When to Pull the Transfusion Trigger?
Summary by: Anders Perner
The management of the septic patient in ICU is a recurrent topic for debate amongst intensivists. The decision of if and/or when to give blood transfusions is one of the key sources of contention. Dr Anders Perner is one of the most qualified people to weigh in on this debate. In this talk from SMACC Chicago, he delivers his stance on when to pull the transfusion trigger.
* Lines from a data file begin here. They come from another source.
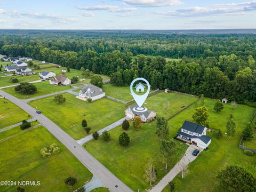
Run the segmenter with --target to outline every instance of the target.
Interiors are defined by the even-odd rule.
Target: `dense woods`
[[[89,69],[129,85],[256,101],[256,35],[34,31],[0,35],[0,53]],[[178,59],[169,59],[172,58]]]

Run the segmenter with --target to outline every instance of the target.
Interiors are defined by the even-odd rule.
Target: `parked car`
[[[194,156],[197,156],[197,154],[199,153],[199,152],[200,152],[200,151],[199,150],[195,149],[193,151],[193,153],[192,153],[192,155],[193,155]]]

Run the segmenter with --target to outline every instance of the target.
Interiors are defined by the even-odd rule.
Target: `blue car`
[[[197,156],[197,154],[199,153],[199,152],[200,152],[200,151],[199,150],[195,149],[193,151],[193,153],[192,153],[192,155],[193,155],[194,156]]]

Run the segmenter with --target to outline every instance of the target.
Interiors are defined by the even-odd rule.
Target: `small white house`
[[[205,149],[211,143],[211,138],[206,136],[207,128],[185,121],[181,129],[177,132],[178,139],[188,143]]]
[[[136,85],[135,88],[136,88],[136,92],[144,92],[145,86],[141,83],[139,83]]]
[[[35,72],[32,71],[32,70],[26,67],[22,67],[18,68],[15,70],[15,73],[17,75],[21,75],[23,76],[30,75],[35,74]]]
[[[134,119],[136,116],[140,117],[140,119],[142,122],[147,123],[147,121],[151,118],[154,118],[156,116],[156,114],[155,111],[147,109],[145,111],[139,111],[136,110],[139,106],[137,104],[135,104],[131,107],[128,107],[125,110],[125,116],[127,117]]]
[[[65,75],[55,77],[49,81],[50,84],[54,85],[67,85],[71,83],[71,81]]]
[[[88,99],[91,99],[92,101],[103,98],[105,93],[102,91],[101,88],[93,85],[86,85],[78,92],[77,98],[86,101]]]
[[[53,71],[44,71],[39,73],[39,76],[42,79],[56,77],[56,74]]]
[[[228,100],[226,98],[223,98],[221,102],[224,103],[227,103],[228,102]]]
[[[11,66],[4,66],[4,70],[7,72],[14,72],[16,70],[16,69],[19,68],[16,65],[13,65]]]
[[[17,60],[16,60],[17,61]],[[21,61],[18,61],[18,62],[14,61],[15,62],[16,65],[17,65],[18,67],[27,67],[28,66],[28,64]]]

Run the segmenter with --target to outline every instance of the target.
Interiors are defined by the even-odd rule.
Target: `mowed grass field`
[[[130,87],[128,86],[118,86],[108,83],[103,85],[102,91],[106,93],[107,95],[124,101],[133,98],[132,96],[130,94],[131,91]]]
[[[88,103],[69,93],[63,95],[66,102],[62,105],[54,103],[54,97],[32,101],[29,104],[40,110],[75,139],[86,136],[81,125],[83,119],[87,121],[92,133],[122,118],[125,115],[124,105],[108,99]]]
[[[9,132],[9,131],[6,131]],[[89,181],[92,174],[44,127],[41,126],[22,134],[10,132],[0,140],[0,178],[4,181],[39,181],[39,186],[22,186],[27,191],[68,191],[64,180],[76,178],[75,190]],[[2,133],[0,133],[0,135]],[[7,138],[7,139],[6,139]],[[52,143],[61,149],[59,154],[43,158],[40,150]],[[17,186],[0,186],[1,191],[17,191]]]
[[[72,88],[70,85],[54,86],[51,85],[47,81],[43,82],[35,83],[34,85],[36,86],[37,91],[34,94],[29,95],[23,94],[19,92],[15,91],[15,87],[4,88],[3,90],[19,99],[26,99],[55,93],[61,91],[67,90]]]
[[[7,103],[4,103],[7,102]],[[0,99],[0,129],[29,118],[28,114],[6,99]]]
[[[233,109],[230,104],[226,104],[223,111],[217,113],[213,110],[214,100],[206,99],[205,105],[210,113],[210,128],[214,129],[213,132],[207,133],[207,135],[212,137],[211,143],[207,151],[203,151],[189,165],[189,172],[185,179],[182,179],[180,174],[174,178],[173,182],[176,183],[176,191],[191,191],[191,186],[196,186],[197,191],[212,191],[218,171],[228,165],[241,165],[256,177],[254,168],[256,164],[255,156],[246,156],[243,150],[238,148],[242,131],[255,109],[241,105],[238,105]],[[191,121],[193,112],[193,108],[189,108],[169,121],[171,130],[177,131],[185,120]],[[231,137],[230,140],[228,141],[224,133],[231,113],[234,115],[236,124],[236,133],[235,137]],[[217,138],[217,130],[214,129],[222,131],[223,134],[222,139]],[[171,136],[174,137],[175,134]],[[163,191],[169,191],[169,187],[166,186]]]
[[[123,147],[118,142],[119,135],[123,132],[122,126],[109,131],[110,141],[105,141],[100,136],[98,140],[86,143],[84,147],[133,191],[145,191],[150,188],[143,177],[148,157],[151,157],[154,161],[157,172],[157,182],[179,161],[188,146],[175,140],[176,154],[173,163],[165,171],[159,153],[160,139],[155,133],[155,122],[142,124],[139,131],[133,129],[131,122],[130,123],[130,127],[126,131],[131,139],[127,147]]]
Dr Anders Perner is an Intensive Care Specialist at Rigshospitalet and a professor in intensive care at Copenhagen University. He is the chairman of the Scandinavian Critical Care Trials Group and the strategic research program “New resuscitation strategies in patients with severe sepsis’. The contents of this talk are based on the findings of the TRISS trial – Transfusion Requirements in Septic Shock. This trial, Lower versus Higher Hemoglobin Threshold for Transfusion in Septic Shock was published in the NEJM in October 2014. The aim was to evaluate the recommendations from the Surviving Sepsis Campaign regarding transfusion in septic shock. The recommendation is that after the first 6 hours, transfusion threshold should be a Hb <7g/dL aiming for a Hb between 7-9g/dL in patients who do not have MI, severe hypoxia, acute haemorrhage or ischaemic coronary artery disease. Unfortunately, these recommendations were made with limited supporting data, hence the TRISS trial was born.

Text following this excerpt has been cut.